Coarse x JPX - 13" Protect Me: PAIN
The solitude that follows
He sits and waits in the darkness. This moment was bound to come—he has been destined for it all his life—but still it seems impossible it is happening. Destiny, fate, the inevitable: No matter how much you grasp it, it never really settles in, never finds its way into your bones until what was foreseen finally comes.
Maybe he could have avoided what is coming, and now he plays a dangerous game, running through all the possibilities in his head: What if he had turned left instead of right, climbed down instead of up? Would he still be here in this room, waiting in the darkness?
He stands and paces, back and forth, from one end of the room to the other. He has always done this when he is nervous. He learned it from his father, who learned it from his father before him. Walking in circles, thinking in circles, what if he had listened, what if he had tried?
He could dig a tunnel and escape. He could clench his fists and bore a hole in the ceiling. He is strong enough; that is why they have brought him here. But where would that take him? Deeper underground, higher towards the sky, none of it would matter. Every escape would lead to another place to wait.
What is life for if not for waiting?
And now the siren sounds, and he backs away into the darkness. They are coming for him, just as he expected. But so soon? He thought he had more time, though even he knew he had lost track of it. Sometimes it felt like the months sped by, and other times it was as if a year had been swallowed by a day. The space between the instant he arrived and the instant the door opened could have lasted seconds or years. Waiting distorts; it bends the world.
Still, he thought he had longer to sort everything out. Wasn’t he going to see the world? Wasn’t he going to phone his mother? But now, as the light pours in and the crowd outside erupts into a roar, he is not actually certain what he would have done with more time.
What is the opposite of waiting? Doing, making, seeing, speaking—aren’t these all just one in the same?

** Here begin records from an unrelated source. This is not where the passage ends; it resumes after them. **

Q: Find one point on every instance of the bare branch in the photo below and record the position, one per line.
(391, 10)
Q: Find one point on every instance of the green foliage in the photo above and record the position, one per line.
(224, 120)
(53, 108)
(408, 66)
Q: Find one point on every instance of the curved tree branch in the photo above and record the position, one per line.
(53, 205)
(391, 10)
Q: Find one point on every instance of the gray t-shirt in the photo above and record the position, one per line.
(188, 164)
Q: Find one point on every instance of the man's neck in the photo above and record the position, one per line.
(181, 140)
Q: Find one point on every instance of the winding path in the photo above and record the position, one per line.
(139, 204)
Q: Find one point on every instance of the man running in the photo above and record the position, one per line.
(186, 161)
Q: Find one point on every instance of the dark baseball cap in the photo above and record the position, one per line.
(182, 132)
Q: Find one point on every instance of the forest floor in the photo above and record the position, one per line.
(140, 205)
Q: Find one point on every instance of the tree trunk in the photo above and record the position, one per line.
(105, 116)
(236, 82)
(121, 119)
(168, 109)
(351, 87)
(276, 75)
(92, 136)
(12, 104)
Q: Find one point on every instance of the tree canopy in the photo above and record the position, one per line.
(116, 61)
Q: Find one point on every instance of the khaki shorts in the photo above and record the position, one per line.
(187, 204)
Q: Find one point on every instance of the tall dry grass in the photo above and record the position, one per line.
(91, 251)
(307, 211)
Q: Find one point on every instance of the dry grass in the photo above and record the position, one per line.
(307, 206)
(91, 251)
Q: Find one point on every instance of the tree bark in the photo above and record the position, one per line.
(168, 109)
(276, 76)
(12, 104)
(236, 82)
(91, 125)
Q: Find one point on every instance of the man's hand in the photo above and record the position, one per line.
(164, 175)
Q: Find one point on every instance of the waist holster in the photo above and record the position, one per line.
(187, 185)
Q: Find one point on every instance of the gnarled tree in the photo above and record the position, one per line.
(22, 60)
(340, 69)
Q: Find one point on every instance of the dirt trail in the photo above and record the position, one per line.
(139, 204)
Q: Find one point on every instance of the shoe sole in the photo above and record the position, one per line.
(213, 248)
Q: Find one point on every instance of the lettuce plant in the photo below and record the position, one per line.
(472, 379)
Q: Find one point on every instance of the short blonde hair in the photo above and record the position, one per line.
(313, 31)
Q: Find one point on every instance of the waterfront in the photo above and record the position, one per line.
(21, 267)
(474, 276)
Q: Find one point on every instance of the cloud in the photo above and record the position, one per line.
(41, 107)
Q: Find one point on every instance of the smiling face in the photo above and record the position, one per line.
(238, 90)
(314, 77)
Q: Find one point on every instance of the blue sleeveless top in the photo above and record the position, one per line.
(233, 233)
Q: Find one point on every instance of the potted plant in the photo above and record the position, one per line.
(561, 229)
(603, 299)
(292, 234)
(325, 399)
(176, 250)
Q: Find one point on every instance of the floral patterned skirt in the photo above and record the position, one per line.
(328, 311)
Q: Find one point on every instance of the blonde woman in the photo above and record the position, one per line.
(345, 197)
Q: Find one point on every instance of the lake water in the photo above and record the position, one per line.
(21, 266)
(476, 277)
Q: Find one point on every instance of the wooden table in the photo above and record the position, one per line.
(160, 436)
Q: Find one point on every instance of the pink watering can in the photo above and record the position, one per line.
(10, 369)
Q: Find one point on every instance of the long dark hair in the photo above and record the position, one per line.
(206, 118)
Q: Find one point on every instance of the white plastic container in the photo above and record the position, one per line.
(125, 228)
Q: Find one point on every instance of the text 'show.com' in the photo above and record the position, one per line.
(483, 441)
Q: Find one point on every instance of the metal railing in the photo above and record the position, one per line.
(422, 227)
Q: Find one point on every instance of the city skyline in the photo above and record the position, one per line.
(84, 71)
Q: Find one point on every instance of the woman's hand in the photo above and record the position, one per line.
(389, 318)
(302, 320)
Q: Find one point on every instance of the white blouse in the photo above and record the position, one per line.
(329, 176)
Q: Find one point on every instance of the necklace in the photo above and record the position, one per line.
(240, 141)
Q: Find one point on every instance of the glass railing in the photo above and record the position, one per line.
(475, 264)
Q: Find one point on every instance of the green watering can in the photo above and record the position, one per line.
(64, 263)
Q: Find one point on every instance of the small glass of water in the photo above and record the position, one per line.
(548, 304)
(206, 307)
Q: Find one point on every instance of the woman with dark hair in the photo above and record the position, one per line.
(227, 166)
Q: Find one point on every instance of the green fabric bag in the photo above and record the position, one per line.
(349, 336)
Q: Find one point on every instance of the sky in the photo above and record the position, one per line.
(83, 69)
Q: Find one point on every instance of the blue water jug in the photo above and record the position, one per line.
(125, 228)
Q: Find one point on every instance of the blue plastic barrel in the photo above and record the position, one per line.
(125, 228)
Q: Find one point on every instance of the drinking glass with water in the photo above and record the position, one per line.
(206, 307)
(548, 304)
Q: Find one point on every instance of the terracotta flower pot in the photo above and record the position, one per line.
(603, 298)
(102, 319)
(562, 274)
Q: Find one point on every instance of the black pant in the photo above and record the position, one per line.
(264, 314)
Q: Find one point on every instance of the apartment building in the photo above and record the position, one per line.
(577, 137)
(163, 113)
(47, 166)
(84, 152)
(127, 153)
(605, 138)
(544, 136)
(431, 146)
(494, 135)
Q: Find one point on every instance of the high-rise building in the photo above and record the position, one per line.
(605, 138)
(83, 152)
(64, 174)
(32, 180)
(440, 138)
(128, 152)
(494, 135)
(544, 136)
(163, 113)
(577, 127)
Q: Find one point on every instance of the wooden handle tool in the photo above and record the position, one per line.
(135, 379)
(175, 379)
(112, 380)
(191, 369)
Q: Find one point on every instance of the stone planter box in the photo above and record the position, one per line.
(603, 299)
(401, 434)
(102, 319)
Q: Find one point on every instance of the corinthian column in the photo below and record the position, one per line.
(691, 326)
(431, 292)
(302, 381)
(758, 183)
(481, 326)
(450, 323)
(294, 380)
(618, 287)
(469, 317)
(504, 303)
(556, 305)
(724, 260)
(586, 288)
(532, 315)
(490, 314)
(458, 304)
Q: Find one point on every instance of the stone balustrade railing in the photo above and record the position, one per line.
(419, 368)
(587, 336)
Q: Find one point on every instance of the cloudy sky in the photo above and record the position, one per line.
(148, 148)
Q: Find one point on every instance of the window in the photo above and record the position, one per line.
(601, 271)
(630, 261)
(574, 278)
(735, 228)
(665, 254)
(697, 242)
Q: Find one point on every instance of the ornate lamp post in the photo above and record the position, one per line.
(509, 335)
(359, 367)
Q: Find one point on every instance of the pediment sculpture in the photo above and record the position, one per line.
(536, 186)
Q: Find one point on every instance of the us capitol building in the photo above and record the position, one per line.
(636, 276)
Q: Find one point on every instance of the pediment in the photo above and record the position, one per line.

They grab his limbs, his head falls back. He has been in the darkness so long he no longer remembers what he is—bird or man—and the light is overwhelming, unbearable, a thing he forgets exists until the moment it burns his eyes.
And now here he is, ready but not, afraid but not, giving himself over to this moment, this torment, which was destined, fated, inevitable. And if he can, he will wait within these seconds, neither fighting nor resisting, just breathing, waiting, fearing not all that is past him, but all that is on its way.
Somewhere in his mind, a clock ticks.